3. View the exhibits at the National Planetarium
Padre Burgos Ave., Ermita | (02) 527-7889
Open from Tuesday to Sunday from 7 am to 8 pm
Though the National Planetarium started charging admission fees at the beginning of the month, the fees are peanuts compared to what the place offers (P30 for students, P50 for adults, and P40 for senior citizens and PWD). There’s the nostalgia factor for much older kids, who remember field trips of old to the Planetarium, and for the younger ones, there are three educational exhibits they can gawk at and learn from: A Planet for Goldilocks, Journey to a Billion Suns, and Hayabusa: Back to Earth. Sometimes, on days where certain celestial activities are afoot, the Planetarium even holds observation events, such as the Supermoon viewing last November.
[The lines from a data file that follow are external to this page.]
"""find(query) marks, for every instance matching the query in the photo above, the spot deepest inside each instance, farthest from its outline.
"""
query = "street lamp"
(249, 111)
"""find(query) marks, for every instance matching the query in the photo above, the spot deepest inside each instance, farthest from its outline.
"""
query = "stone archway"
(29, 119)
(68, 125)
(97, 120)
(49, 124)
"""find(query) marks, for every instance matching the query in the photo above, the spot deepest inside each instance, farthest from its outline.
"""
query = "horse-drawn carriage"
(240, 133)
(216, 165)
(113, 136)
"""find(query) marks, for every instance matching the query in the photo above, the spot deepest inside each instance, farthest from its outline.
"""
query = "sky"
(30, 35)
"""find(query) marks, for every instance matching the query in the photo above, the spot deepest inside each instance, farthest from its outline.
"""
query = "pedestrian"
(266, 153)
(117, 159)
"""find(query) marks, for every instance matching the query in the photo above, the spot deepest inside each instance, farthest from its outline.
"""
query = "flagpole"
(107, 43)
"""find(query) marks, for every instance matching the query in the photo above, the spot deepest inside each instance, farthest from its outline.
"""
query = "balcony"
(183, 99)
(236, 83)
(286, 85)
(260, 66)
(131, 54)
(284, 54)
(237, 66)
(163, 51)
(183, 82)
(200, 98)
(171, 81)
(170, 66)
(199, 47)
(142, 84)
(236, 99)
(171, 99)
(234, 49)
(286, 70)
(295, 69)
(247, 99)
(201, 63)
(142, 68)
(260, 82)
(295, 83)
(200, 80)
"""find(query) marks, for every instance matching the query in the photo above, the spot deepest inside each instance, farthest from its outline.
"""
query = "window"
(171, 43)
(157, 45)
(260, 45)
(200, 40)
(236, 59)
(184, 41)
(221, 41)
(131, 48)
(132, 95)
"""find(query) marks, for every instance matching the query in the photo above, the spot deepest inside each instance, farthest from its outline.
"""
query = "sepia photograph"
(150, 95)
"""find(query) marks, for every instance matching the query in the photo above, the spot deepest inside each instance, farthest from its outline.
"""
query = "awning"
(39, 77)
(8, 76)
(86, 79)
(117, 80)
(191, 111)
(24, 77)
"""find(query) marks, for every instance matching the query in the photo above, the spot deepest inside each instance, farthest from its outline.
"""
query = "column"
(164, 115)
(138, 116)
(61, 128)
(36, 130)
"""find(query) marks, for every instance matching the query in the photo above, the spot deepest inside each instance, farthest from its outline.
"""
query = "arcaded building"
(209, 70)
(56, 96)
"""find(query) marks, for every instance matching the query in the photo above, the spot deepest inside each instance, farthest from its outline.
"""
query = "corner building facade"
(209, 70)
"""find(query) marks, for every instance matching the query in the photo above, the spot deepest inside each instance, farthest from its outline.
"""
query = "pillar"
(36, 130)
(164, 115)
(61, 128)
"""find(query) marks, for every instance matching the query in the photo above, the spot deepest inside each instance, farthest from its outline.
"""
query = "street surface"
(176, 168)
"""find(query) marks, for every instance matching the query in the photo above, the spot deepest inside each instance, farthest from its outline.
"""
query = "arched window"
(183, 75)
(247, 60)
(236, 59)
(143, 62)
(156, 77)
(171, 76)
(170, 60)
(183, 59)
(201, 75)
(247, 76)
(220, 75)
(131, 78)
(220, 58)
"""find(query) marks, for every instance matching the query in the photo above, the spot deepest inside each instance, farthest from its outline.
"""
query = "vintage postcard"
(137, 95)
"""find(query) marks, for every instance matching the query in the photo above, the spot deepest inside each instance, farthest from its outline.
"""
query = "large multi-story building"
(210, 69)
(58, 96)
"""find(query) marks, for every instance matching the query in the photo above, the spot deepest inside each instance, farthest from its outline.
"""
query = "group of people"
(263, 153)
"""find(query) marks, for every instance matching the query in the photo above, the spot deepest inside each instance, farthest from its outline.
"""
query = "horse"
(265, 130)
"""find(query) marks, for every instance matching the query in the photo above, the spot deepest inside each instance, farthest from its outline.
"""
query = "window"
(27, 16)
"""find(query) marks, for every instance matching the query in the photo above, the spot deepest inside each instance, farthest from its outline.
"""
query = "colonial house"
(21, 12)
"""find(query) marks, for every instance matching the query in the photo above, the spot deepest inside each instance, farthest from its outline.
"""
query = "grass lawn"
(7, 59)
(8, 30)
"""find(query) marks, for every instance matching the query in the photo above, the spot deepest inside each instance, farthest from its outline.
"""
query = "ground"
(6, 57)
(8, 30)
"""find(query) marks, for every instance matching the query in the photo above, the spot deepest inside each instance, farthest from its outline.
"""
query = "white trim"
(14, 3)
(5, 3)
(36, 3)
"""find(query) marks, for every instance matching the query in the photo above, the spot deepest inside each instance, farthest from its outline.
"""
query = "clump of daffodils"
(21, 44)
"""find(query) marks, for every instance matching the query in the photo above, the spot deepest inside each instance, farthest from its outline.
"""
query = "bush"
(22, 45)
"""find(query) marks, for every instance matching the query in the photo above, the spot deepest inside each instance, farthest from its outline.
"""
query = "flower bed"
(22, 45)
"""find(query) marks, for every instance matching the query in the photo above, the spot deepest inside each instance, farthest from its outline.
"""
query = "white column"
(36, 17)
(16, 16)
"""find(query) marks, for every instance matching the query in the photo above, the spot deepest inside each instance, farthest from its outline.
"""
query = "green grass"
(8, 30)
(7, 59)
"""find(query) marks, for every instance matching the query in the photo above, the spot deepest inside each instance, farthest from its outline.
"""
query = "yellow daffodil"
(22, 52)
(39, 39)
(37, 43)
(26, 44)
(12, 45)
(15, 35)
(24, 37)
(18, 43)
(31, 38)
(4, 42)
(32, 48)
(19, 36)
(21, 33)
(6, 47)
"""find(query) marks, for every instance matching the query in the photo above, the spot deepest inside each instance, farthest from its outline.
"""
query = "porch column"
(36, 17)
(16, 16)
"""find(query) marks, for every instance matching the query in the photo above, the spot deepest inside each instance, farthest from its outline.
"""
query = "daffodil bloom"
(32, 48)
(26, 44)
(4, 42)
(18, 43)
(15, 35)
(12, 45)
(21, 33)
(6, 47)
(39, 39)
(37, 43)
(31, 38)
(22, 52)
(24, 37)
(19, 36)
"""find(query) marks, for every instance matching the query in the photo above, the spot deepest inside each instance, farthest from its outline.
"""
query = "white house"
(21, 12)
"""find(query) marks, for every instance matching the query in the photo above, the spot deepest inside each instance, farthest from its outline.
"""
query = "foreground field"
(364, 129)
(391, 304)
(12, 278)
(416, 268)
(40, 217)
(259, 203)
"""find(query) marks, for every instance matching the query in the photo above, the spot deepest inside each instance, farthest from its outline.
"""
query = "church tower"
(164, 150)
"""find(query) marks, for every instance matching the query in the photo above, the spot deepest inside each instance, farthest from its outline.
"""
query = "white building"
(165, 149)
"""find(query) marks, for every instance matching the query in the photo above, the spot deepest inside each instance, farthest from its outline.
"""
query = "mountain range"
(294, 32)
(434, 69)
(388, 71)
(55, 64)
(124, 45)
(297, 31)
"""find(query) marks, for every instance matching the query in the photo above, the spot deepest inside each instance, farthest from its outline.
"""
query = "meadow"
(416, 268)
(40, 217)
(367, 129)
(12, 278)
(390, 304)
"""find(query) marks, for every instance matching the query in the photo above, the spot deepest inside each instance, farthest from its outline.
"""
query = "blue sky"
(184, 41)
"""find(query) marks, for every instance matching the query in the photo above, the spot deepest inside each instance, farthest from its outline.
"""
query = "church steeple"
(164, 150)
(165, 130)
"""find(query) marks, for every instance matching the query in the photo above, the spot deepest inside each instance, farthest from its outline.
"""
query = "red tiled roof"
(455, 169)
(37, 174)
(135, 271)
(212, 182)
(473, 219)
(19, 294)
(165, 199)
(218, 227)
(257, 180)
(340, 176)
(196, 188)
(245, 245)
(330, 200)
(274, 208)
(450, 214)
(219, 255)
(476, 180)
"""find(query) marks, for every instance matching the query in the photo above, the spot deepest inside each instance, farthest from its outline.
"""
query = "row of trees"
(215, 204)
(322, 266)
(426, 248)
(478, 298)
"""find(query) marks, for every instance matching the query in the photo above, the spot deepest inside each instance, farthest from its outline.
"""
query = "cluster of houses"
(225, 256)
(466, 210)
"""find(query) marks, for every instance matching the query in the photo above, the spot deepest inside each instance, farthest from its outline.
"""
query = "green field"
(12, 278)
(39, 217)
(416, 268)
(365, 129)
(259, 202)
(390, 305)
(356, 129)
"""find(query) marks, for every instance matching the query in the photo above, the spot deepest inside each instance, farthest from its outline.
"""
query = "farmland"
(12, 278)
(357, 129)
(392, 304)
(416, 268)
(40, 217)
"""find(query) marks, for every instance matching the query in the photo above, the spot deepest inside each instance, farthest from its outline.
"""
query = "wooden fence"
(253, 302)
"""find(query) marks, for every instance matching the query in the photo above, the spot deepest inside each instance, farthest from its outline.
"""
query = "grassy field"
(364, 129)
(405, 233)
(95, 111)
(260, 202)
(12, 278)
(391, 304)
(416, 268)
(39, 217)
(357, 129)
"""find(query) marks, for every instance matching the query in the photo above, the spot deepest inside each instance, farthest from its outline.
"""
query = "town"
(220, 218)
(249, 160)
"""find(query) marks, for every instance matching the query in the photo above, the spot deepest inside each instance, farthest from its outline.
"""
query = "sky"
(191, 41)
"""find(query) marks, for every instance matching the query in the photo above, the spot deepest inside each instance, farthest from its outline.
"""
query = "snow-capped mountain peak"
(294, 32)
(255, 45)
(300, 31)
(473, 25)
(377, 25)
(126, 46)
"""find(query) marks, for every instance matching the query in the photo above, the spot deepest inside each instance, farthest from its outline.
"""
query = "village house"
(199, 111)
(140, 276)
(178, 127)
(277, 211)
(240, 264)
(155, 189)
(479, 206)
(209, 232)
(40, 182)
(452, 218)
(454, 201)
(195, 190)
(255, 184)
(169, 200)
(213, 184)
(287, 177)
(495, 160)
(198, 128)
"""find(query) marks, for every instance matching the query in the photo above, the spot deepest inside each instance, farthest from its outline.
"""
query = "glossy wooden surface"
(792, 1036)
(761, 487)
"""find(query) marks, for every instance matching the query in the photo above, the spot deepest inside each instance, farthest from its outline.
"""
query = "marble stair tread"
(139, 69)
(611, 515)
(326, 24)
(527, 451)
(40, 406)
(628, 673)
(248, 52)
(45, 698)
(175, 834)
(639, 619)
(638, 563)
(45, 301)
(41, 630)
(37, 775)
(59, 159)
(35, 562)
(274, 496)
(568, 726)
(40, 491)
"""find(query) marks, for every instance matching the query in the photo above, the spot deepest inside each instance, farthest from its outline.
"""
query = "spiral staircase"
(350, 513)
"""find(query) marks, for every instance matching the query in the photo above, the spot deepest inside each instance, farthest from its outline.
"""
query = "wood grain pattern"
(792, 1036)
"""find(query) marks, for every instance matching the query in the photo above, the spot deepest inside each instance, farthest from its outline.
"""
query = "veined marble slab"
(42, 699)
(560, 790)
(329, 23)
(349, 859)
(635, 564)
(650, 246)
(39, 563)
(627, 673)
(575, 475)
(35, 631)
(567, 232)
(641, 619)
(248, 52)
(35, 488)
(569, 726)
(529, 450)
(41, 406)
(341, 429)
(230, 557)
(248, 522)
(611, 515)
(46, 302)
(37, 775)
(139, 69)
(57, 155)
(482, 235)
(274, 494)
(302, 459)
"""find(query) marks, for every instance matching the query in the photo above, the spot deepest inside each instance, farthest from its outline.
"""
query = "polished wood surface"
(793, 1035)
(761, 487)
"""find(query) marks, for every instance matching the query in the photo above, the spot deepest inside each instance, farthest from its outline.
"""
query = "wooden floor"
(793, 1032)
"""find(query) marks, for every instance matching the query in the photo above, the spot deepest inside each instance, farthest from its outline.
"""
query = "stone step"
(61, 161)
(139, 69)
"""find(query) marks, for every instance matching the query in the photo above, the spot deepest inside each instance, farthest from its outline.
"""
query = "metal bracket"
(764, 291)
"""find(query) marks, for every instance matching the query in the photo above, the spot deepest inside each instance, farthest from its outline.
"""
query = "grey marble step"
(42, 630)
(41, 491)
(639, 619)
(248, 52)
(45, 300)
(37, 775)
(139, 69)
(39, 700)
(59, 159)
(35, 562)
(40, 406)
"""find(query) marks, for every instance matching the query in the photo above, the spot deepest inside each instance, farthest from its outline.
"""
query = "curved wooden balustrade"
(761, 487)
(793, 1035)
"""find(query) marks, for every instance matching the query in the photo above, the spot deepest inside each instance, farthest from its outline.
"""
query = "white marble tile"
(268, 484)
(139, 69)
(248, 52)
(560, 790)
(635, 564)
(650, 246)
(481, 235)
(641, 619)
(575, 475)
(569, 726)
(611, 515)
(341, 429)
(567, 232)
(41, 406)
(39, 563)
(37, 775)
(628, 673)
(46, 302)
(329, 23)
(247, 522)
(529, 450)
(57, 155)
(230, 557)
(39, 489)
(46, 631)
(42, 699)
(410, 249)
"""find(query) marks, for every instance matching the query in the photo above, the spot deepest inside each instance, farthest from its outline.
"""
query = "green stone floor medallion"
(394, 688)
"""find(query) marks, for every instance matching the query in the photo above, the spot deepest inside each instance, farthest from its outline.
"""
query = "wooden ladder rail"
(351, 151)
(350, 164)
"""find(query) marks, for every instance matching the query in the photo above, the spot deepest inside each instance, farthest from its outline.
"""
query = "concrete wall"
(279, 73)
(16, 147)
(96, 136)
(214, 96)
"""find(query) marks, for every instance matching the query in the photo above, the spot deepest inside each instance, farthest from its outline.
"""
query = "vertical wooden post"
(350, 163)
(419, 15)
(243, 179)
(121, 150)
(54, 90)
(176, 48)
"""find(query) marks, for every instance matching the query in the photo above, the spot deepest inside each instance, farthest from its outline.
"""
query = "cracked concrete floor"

4. Join the other kind of heritage-themed activities offered by the Intramuros Administration
5th Floor Palacio del Gobernador, General Luna cor. Aduana Sts., Intramuros | 02 527 2961
It’s undeniable how much Carlos Celdran has done in raising Old Manila’s profile with his Walk This Way tours. But during stretches of time when he isn’t able to hold these walks due to other commitments, there are the activities that the Intramuros Administration regularly sets up in collaboration with other cultural organizations. Some of their recent events were a guided tour through “The Prado Museum in Intramuros” exhibit with architect William Ti and a portrait sketching workshop with artist Ephraim Samson. Oh yeah, and these events are for free.
Tomorrow’s event will be a tour through the Museo Destileria Limtuaco at San Juan de Letran St.. In this secret pocket of a museum inside Intramuros, the 160-year-old history of the local distillery is told through its products’ advertising posters, which include images of the red bikini-wearing women of White Castle. Who knows, some alcohol-sampling might be on the offer too? Visit the Intramuros Administration Facebook page to sign up for the tour and to be updated on their upcoming events.
5. Solving mysteries with Manila Who
Unit 516 First United Building, 413 Escolta St. | 0917 – 868 8872
We’ve shared this story before, and we’re happy to promote it again and again: explore Escolta while playing gumshoe-lite with Manila Who. As you keep your eyes peeled for clues in solving The Tale of Rose, you’ll also be able to notice the pre- and post-war details in the structures around the district. And with the mystery taking you through the different side streets and into decades-old establishments of the area, you’d find something new to marvel at that your previous visits to Manila’s old business district hadn’t shown you yet.
6. Sunset watching at Roxas Boulevard
No one is too cool for watching the sunset—no one. And along the stretch of Roxas Boulevard, when the weather is clear and the temperature has simmered down, there’s a kind of hush as people from all walks of life take a seat on the seawall and on benches to await the sun’s farewell for the day, enjoying the strong sea breeze in the meantime. Yes, we know, Manila Bay is not the most fragrant body of water there is, but that isn’t the bay’s fault; it’s just giving back to us a taste of what we’ve been dumping into it for decades. Besides, the bearable stench is just a small price to pay for the magnificent, non-repeating show that the sun puts up every end of the day.